Dan Tepfer, Miguel Zenon deux musiciens incontournables de la scène musicale d’aujourd’hui qui poursuivent un travail en profondeur, un savant mélange d’inspirations diverses, un équilibre entre l’innovation et la tradition, entre musiques couvrant le continent Amérique, musique occidentales européennes et couleurs africaines. Construit autour d’un noyau de quatre compositions de Miguel l’album comprend également de nouvelles compositions de Dan écrites spécifiquement pour le duo, ainsi qu’une relecture de Fanfares du compositeur György Ligeti auquel le jazz n’était pas indifférent et un clin d’œil à Lee Konitz compagnon musical de Dan et un des inspirateurs de Miguel à travers la composition 11 317 E 32nd St de Lennie Tristano. Si, à l’évidence, l’improvisation est une constante de leur musique, on peut largement admettre que la composition écrite est aussi une de leur force. Des thématiques originales issues des racines musicales multiples des deux hommes, les questions réponses, les intrications contrapuntiques et harmoniques donnent à ce disque une beauté plastique indéniable. Si c’est là leur premier disque, le duo n’en est pas à ses débuts, une dizaine d’années de rencontres et de performances leur donnent une maturité dont on attend avec espoir les futurs développements. Par les temps désespérants qui courent ce n’est pas rien l’espoir.

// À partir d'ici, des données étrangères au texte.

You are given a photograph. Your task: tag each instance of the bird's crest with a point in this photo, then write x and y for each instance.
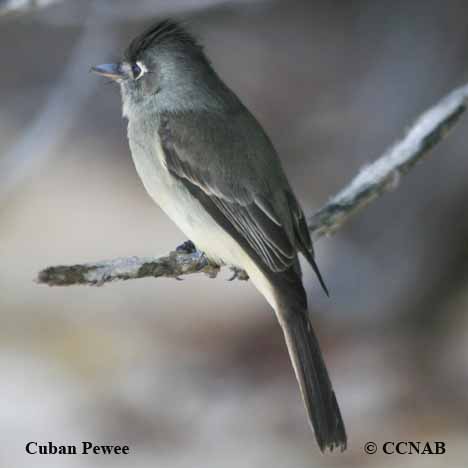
(164, 33)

https://www.dantepfer.com/
https://miguelzenon.com/


  SAM NEWSOME, JEAN MICHEL PILC - Cosmic Unconsciousness Unplugged

Sam Newsome, saxophone
Jean-Michel Pilc, piano

Essayer, réessayer des standards mille fois rabâchés comme All the things, How deep is the ocean, Take the A train, eux que l’on croyait essorés, vidés de leur substance. Et bien non, certains trouvent encore les moyens de nous en révéler d’ultimes et infinies possibilités. Il faut être assez libéré des contingences, remettre son esprit à zéro, oublier son expertise tout en ayant les moyens. La tâche est ardue. Et c’est bien ce concept qui est mis à l’œuvre dans cet enregistrement, ça marche ou ça ne marche pas. On devine même qu’il n’y ait eu aucune répétition, presque pas de paroles, même pas de seconde prise, uniquement de la spontanéité entre le saxophoniste soprano Sam Newsome et le pianiste Jean Michel Pilc. Il est vrai qu’ils sont des habitués de la prise de risques, qu’ils ont les moyens artistiques de laisser la musique s’épanouir, spontanéité contrôlée en quelque sorte. Il est vrai également qu’ils sont prêts à faire appel à d’autres modes de jeux. Ainsi sur leur composition Cosmic Unconsciousness Unplugged il est parfois bien difficile de dire qui fait quoi tellement leurs instruments sont malaxés, triturés et si c’est remarquable l’important est pourtant l’histoire que tous les deux nous racontent. Des beaux moments poétiques de Bittersweet Euphoria, Take the A train à la relecture de Solitude, bienvenue dans ce monde où l’intelligence musicale est à l’œuvre.